Some homeowners who are battling to find insurance say numbers are sky-rocketing.

"Last month I received my notice of non-renwal so currently I am in that predicament where my broker is searching for reasonably priced coverage," Becker said. "And even when you do the amount is usually two to three times the amount that was paid prior to a disaster of any kind its kind of ridiculous."

The bill's proponents say homeowners are finding it increasingly difficult to stay, rebuild or sell their home due to limited options.

"It hasn’t been easy she says they’re being absolutely negative about the fire coverage which I'm still living in the area because I work in Paradise," she said.

Manager at Sinclair's Auto and Towing, Kelly Becker, says their building sustained the fire, but it’s not ideal when their insurance cost nearly tripled in the last year.

"It’s a struggle because the majority of our customer base is gone and our customers now are loyal we are staying busy but mostly we’re working to pay insurances," she said.

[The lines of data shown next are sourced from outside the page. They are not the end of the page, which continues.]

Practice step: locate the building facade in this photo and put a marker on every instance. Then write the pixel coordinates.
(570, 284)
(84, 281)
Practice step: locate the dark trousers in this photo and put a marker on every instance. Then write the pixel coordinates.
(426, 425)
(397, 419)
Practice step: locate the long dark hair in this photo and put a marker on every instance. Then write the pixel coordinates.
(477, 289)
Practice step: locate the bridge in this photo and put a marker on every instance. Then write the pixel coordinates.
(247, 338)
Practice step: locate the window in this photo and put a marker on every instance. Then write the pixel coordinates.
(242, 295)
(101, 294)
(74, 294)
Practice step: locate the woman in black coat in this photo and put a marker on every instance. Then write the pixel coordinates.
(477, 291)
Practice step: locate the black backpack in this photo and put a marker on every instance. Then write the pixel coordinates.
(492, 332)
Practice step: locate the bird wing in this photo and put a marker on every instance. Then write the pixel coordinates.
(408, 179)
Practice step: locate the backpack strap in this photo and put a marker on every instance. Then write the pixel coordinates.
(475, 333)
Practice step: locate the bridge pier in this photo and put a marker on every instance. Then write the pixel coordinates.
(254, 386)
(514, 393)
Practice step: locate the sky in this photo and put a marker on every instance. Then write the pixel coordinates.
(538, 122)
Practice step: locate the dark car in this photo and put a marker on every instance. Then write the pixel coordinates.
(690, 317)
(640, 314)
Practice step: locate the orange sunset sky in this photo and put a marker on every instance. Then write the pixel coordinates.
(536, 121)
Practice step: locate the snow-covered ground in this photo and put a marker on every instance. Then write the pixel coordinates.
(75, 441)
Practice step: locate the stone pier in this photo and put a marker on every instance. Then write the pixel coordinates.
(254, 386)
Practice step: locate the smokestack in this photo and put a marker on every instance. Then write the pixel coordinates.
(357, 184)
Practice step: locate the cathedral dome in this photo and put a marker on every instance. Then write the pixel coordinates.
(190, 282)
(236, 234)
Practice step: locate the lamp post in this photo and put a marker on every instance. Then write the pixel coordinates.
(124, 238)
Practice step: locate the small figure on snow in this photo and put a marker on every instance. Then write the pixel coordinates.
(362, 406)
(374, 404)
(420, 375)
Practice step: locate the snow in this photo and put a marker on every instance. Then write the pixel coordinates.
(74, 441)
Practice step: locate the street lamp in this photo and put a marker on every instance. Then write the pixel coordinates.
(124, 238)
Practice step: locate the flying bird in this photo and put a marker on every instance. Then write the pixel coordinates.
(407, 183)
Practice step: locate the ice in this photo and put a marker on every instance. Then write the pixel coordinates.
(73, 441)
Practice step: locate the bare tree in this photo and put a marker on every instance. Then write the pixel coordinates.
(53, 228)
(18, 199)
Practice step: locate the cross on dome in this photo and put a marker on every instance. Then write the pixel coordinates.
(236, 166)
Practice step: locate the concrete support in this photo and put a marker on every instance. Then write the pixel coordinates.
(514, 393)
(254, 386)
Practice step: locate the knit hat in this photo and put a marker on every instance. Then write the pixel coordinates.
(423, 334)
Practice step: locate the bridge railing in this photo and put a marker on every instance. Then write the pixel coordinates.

Insurance companies that lawmakers say are dropping responsible homeowners – ones that abide by the state standards for fire-scaping that would be required under this bill.

The bill would also set new “fire-hardening” standards for homes and require insurers to offer financial incentives for safety upgrades.

"Paradise is putting in a lot of effort there are trees coming down by the thousands and the residences that are still standing and are here have cleared their property’s and are still receiving non-renewal notices," Becker said.

Officials say there are still a number of details to be worked out before the bill takes effect.